秋の党大会で3期続投を目指す習近平国家主席は、ゼロコロナ政策を続けて感染の再拡大を食い止めようとするだろう。経済活動は阻害され、個人消費はさらに減少するだろう。不動産市況の悪化に拍車がかかり、地方政府の財政状態も悪化する恐れが増している。

共産党政権の規制強化から逃れるために、中国から海外に事業拠点を移す企業も増えるはずだ。その結果、中国では雇用・所得環境が不安定化して失業率が上昇する可能性が高い。ゼロコロナ政策によって中国経済の成長率の低下傾向はこれまで以上に鮮明となるだろう。

国家資本主義体制は大きな試練を迎えつつある

4月、これまでに増して中国経済の景況感の悪化が浮き彫りになった。特に、国家統計局が発表する製造業と非製造業のPMIの落ち込み方は急激だ。製造業PMIは47.4と前月から2.1ポイント下落した。非製造業は41.9と前月から6.5ポイント下落した。いずれも事前予想を下回った。共産党政権は公共事業の積み増しによって景気の浮揚を目指していたが、今のところ減速を食い止めるには至っていない。

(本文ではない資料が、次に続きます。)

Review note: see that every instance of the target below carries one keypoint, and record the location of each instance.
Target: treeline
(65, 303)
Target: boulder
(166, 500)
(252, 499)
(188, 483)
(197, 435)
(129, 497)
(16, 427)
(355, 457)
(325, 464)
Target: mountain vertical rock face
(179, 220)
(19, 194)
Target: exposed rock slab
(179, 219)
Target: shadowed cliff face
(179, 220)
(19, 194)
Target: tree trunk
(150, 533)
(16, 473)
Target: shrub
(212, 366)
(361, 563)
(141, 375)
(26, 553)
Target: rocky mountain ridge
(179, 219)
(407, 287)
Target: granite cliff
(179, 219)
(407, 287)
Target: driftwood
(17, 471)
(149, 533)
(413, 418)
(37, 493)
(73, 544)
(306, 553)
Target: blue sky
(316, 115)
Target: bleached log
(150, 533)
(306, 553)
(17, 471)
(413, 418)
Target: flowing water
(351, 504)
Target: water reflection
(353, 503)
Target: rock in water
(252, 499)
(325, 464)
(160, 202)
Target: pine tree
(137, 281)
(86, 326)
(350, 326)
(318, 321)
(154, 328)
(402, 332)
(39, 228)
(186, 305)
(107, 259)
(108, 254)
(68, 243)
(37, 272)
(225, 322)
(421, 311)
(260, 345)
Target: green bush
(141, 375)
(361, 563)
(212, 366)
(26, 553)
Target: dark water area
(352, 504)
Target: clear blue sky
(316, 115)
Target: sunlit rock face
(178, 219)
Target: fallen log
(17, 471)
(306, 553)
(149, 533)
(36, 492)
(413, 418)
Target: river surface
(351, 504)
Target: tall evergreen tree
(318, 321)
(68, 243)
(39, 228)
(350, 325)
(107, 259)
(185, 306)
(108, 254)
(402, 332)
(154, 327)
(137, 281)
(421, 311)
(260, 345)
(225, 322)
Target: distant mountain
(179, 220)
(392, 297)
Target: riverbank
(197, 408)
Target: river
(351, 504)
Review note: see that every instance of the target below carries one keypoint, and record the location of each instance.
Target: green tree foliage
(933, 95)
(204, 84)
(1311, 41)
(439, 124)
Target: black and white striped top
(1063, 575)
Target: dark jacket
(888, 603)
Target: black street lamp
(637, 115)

事業規模が小さい企業を対象とした財新とマークイットが発表するPMIと異なり、国家統計局が発表するPMIは習政権が事業運営体制を強化してきた国有、国営企業をはじめ大企業が主な調査対象である。4月の国家統計局版PMIの下落は、中国の国家資本主義体制が大きな試練の局面を迎えつつあることを示唆する。